Item ref: 3925
Thomas Del Mar Ltd., 30th July 2020, lot 207, ‘The Property of an Important Collection’
The large proportions of this crossbow categorise it under the German term Ganze Rüstung (‘full-size equipment’). These heavy bows had their origin in warfare. Their use in hunting in the late 16th century was restricted by their weight to the pursuit of boar and stags driven towards the sportsmen in prepared enclosures. By this period of crossbow development, the earlier long angular trigger had become merely a guard for a small trigger, its mechanism set by the insertion of rods or prickers carried separately. In this instance, again characteristic of the period, the trigger folds to enable the cord loop of a spanning device, a cranequin, to fit over the rear half of the stock and engage with the pair of steel lugs projecting from the sides of the stock.
The abounding imagery displayed in the decoration of this crossbow is that of romantic love, fertility and good fortune, the ingredients of a lasting marriage. Themes such as these naturally point to this bow having been made specifically as a prestigious wedding gift, the giving of luxurious weaponry to mark such a celebratory occasion not unusual in the 16th century among the landed classes within the German orbit. The marriage theme is furthered by the inclusion of two coats-of-arms, almost certainly those of the two families involved in the union, together with male and female bust portraits, the figures presented as though dressed for a wedding, very much in the finery of the period.
The decoration of the stock (or tiller) closely follows the elaborate style in which the stocks of pistols, long guns and their matching powder-flasks were fashionably decorated between circa 1580-1600, notably among the gunmakers of Saxony and Thuringia. The taste for this very close-set inlaid interlace of tightly spiralling ballflower tendrils spread eastwards also to neighbouring Bohemia and Silesia, where it remained an element of the stocking of crossbows and firearms as late as the early 18th century.
The underside is engraved with the female personification of Fortuna, Roman Goddess of Good Fortune. Towards the trigger-mechanism, an elaborate leafy arrangement of ripening figs is pierced at its centre by the aperture for the rod inserted to set the mechanism, while at the rear an amorous couple, less formally clothed, embrace above a heart-shaped emblem at their feet.
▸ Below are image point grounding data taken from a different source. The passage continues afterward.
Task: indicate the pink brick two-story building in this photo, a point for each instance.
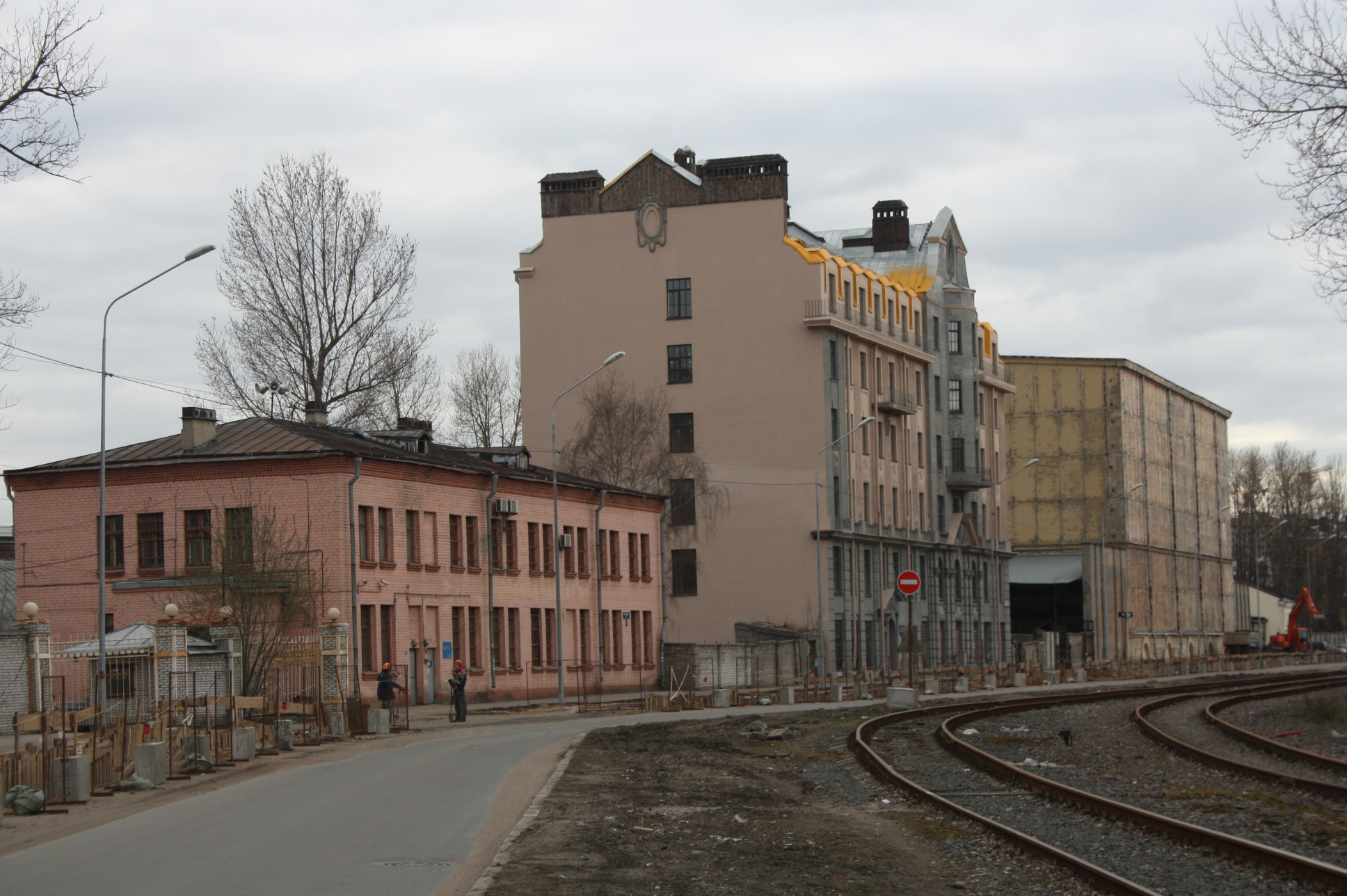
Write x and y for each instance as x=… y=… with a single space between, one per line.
x=453 y=549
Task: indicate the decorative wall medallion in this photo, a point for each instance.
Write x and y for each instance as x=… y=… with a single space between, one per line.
x=651 y=223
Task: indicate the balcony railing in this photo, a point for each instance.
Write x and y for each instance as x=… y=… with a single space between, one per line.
x=969 y=479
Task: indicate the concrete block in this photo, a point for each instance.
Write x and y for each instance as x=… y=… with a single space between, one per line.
x=243 y=744
x=72 y=781
x=152 y=762
x=902 y=698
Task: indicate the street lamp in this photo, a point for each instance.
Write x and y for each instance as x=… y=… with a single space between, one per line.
x=557 y=535
x=1103 y=568
x=818 y=543
x=103 y=473
x=996 y=566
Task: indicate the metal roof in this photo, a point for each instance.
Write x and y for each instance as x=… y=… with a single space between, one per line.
x=1044 y=569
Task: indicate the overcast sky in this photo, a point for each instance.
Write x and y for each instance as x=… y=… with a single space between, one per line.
x=1105 y=214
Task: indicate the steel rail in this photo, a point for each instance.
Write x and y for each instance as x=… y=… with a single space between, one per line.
x=1266 y=743
x=860 y=746
x=1156 y=733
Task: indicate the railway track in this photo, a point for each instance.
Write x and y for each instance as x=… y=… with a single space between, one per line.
x=1152 y=853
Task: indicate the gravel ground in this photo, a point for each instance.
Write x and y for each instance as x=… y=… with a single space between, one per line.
x=1129 y=851
x=1319 y=716
x=696 y=808
x=1112 y=758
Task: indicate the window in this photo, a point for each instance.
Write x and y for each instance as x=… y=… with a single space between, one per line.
x=685 y=572
x=414 y=538
x=456 y=539
x=680 y=362
x=679 y=298
x=385 y=535
x=239 y=535
x=197 y=529
x=150 y=538
x=113 y=542
x=680 y=433
x=470 y=542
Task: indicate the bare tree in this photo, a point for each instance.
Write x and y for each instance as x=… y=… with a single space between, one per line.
x=319 y=290
x=1284 y=77
x=43 y=76
x=266 y=585
x=484 y=391
x=624 y=440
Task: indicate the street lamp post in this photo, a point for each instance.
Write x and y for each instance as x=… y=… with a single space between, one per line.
x=1103 y=568
x=996 y=535
x=103 y=474
x=557 y=536
x=818 y=543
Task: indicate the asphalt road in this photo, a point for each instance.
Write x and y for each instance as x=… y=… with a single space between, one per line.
x=394 y=822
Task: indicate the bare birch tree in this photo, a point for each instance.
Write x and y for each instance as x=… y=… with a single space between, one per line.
x=624 y=440
x=321 y=290
x=484 y=391
x=1283 y=77
x=45 y=74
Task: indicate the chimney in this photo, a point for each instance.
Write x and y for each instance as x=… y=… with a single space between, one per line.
x=889 y=225
x=686 y=159
x=198 y=426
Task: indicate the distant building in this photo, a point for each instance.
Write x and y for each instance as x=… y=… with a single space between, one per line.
x=426 y=549
x=771 y=341
x=1128 y=572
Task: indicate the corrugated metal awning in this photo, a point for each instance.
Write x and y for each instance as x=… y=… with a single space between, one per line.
x=1044 y=569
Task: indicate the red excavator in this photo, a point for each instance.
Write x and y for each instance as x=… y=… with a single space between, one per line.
x=1296 y=638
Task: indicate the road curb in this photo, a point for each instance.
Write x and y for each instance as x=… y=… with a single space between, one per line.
x=503 y=854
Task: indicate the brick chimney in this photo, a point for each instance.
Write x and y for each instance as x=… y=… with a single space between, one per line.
x=889 y=225
x=315 y=413
x=198 y=426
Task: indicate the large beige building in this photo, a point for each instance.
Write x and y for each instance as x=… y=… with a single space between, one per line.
x=771 y=342
x=1124 y=522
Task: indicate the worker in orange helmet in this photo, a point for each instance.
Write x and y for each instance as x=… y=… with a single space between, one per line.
x=387 y=685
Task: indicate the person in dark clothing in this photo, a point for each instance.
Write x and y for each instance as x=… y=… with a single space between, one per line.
x=387 y=685
x=460 y=685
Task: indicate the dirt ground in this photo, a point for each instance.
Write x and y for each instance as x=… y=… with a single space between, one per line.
x=699 y=808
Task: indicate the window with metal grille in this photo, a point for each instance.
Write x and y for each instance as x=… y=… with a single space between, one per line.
x=679 y=293
x=680 y=362
x=685 y=572
x=680 y=433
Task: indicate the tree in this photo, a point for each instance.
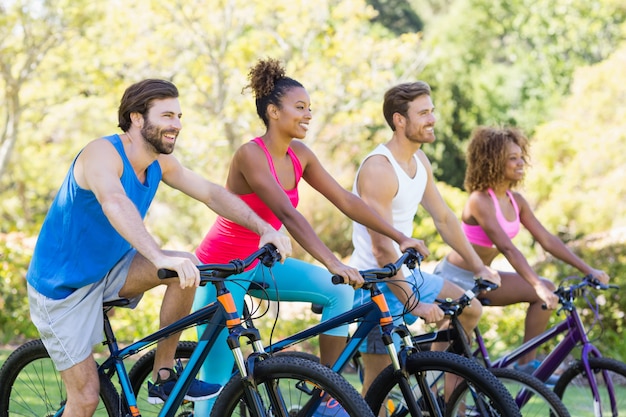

The stock is capped by a staghorn terminal engraved with a further arrangement of figs. The abundant use of this fruit in the decoration of the stock serves as an appropriate background to the allusions to marriage which exist throughout. Figs are of course a classical and renaissance symbol of Female Fertility, and are an attribute both of the Goddess Venus and of Bacchus, God of Wine, Merriment and Physical Excess.